Rape victims deserve sympathy, not stigma
Honor, disgrace and the call of duty
Published: January 03, 2013 08:56 AM GMT
Updated: April 23, 2022 08:05 AM GMT

The world was struck by shock and grief over last month’s brutal gang-rape and tragic death of a 23-year-old woman in Delhi.

This inhuman crime drew immense media coverage and provoked an unprecedented outpouring of public anger in India.

The victim is dead and buried and her molesters are facing murder charges. Yet the name of the girl is unknown. The authorities have remained tight-lipped on revealing her name in order to save her honor from possible social disgrace.

Before the Delhi crime, a 14-year-old Bangladeshi schoolgirl was gang-raped for several days. The vicious crime went unreported for weeks because the family tried to keep the girl in hiding, to prevent it being widely known that she had lost her "topmost honor" -- her virginity.

The girl’s mother was worried for the health of her daughter, but even more anxious about her future.
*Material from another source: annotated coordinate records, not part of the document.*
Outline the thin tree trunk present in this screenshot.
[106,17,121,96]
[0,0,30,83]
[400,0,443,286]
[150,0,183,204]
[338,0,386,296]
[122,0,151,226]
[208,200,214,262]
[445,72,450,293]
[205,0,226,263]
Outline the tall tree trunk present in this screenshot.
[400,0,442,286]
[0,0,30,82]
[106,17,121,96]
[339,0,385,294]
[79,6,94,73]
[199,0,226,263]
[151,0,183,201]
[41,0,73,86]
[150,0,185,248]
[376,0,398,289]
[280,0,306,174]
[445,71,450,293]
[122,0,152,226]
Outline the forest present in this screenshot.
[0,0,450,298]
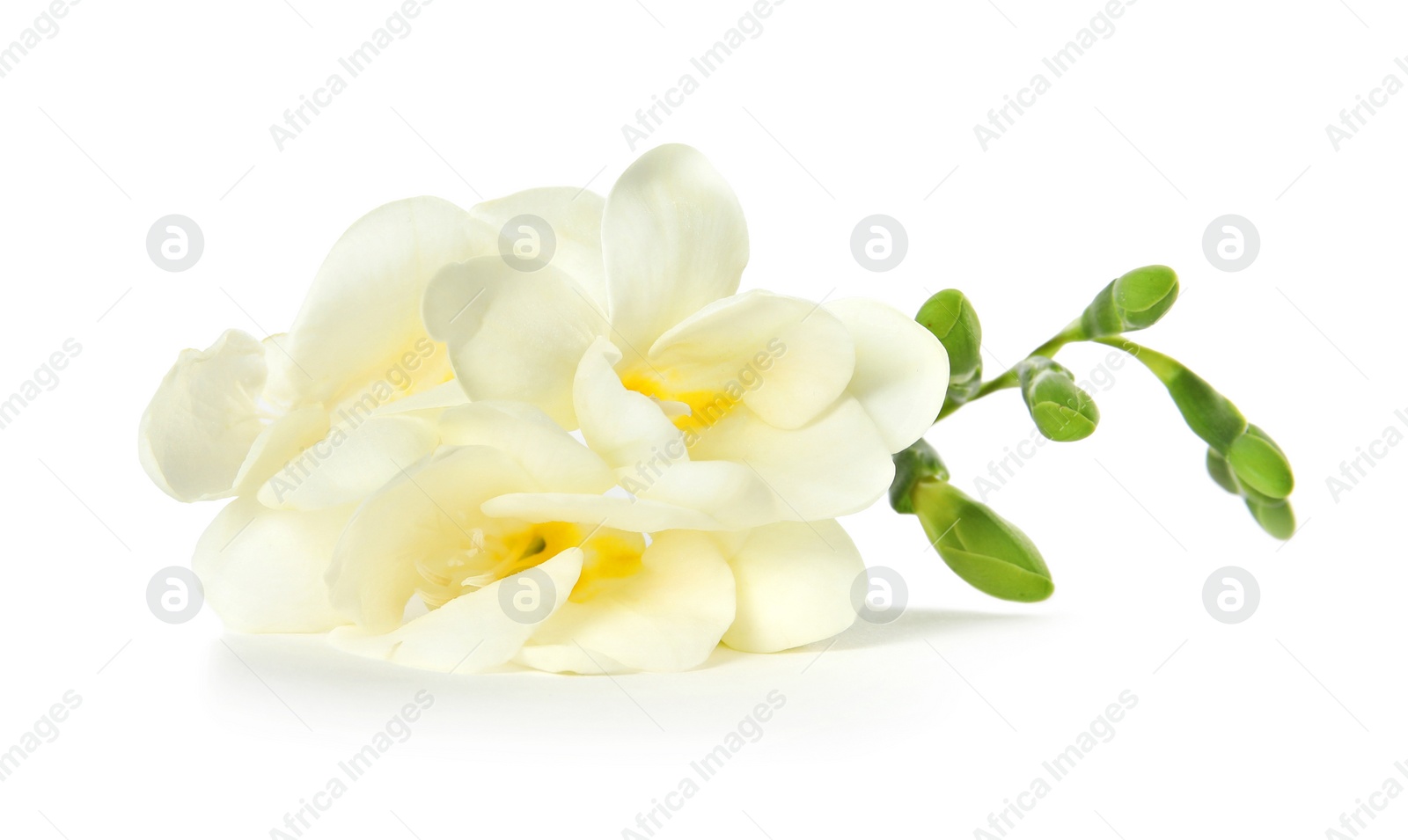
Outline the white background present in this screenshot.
[0,0,1408,840]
A typical Bangladeshi parent, she believes that no one will marry a girl once she has been defiled in this way.

The girl is now out of danger physically, but no one knows what is going to happen to her. It seems all but inevitable that she will have to bear a social stigma for as long as she lives.
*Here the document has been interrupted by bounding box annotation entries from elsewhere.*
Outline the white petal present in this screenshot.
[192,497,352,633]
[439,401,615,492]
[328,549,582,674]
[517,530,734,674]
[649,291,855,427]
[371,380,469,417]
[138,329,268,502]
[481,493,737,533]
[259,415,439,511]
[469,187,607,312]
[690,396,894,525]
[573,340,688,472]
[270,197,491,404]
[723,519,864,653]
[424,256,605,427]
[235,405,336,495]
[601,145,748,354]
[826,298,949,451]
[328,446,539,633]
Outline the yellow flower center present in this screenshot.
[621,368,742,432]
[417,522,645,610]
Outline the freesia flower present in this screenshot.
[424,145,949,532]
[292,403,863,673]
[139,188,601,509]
This may sound astonishing to Western ears, but in countries such as India or Bangladesh, where the social system is still medieval and male-dominated, rape cases meet mostly with apathy, both from the authorities and society at large.

If a woman falls victim to rape, even more than the pain and humiliation she will surely feel, she and her family mostly feel ashamed about what happened. Society indirectly blames the victim for inviting disaster.  
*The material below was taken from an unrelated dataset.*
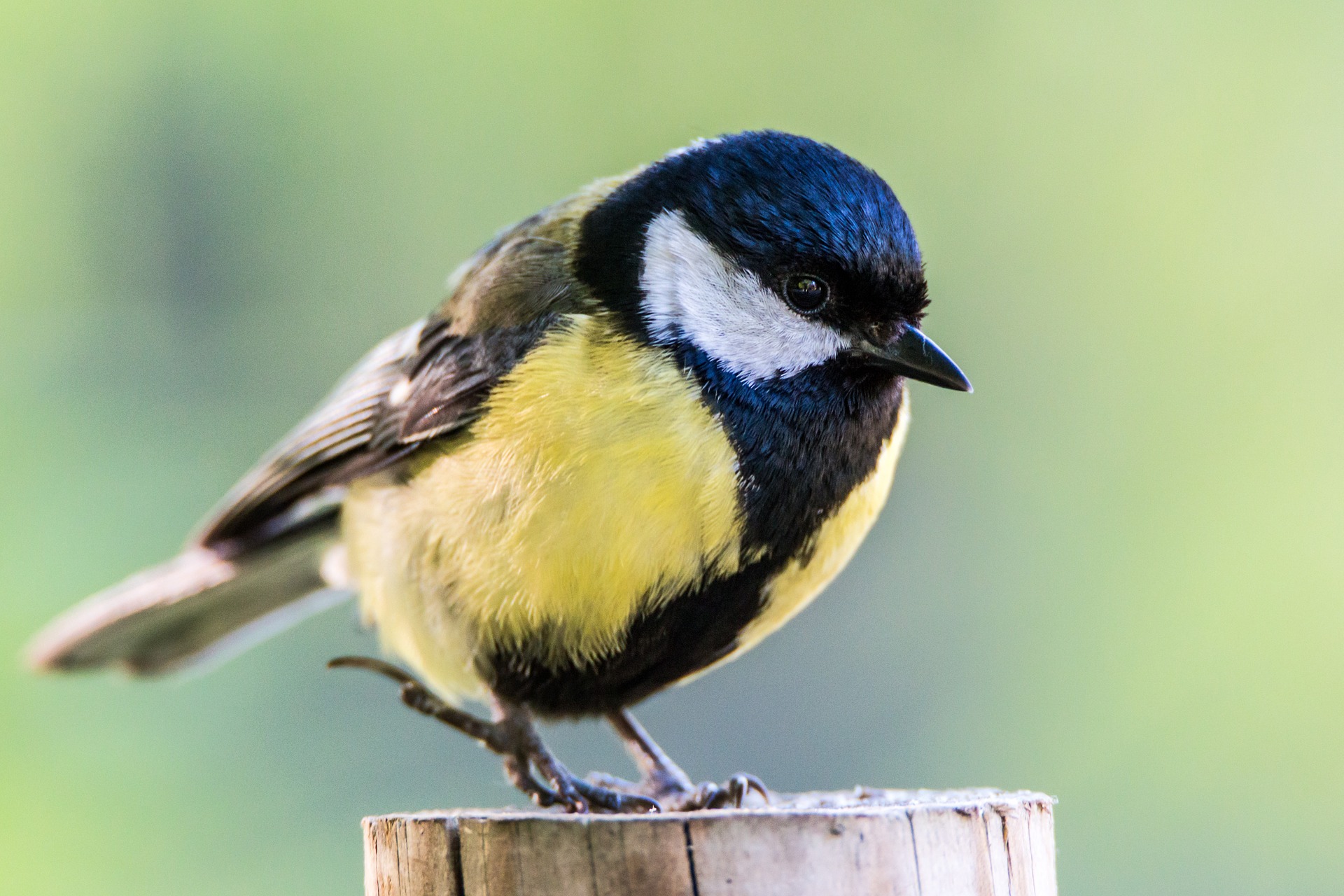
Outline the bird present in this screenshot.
[28,130,972,813]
So, the victim’s family show reluctance to file a complaint; the law enforcers and judiciary tend to treat such incidents lightly; cases are poorly investigated and sentences are often all too short. Rapists can get out of jail quickly and many soon start raping again.     

The government records a total 174,691 cases of violence against women including torture, killing, rape and sexual harassment between 2001 and last year. No exact figures on rape cases are available, largely because of the social disgrace factor.

Rape is not simply a crime, it is a serious inhuman act, like all other forms of violence against women.  A better and more human world is possible only if men learn to respect women, and help create an environment where women can feel proud of who they are.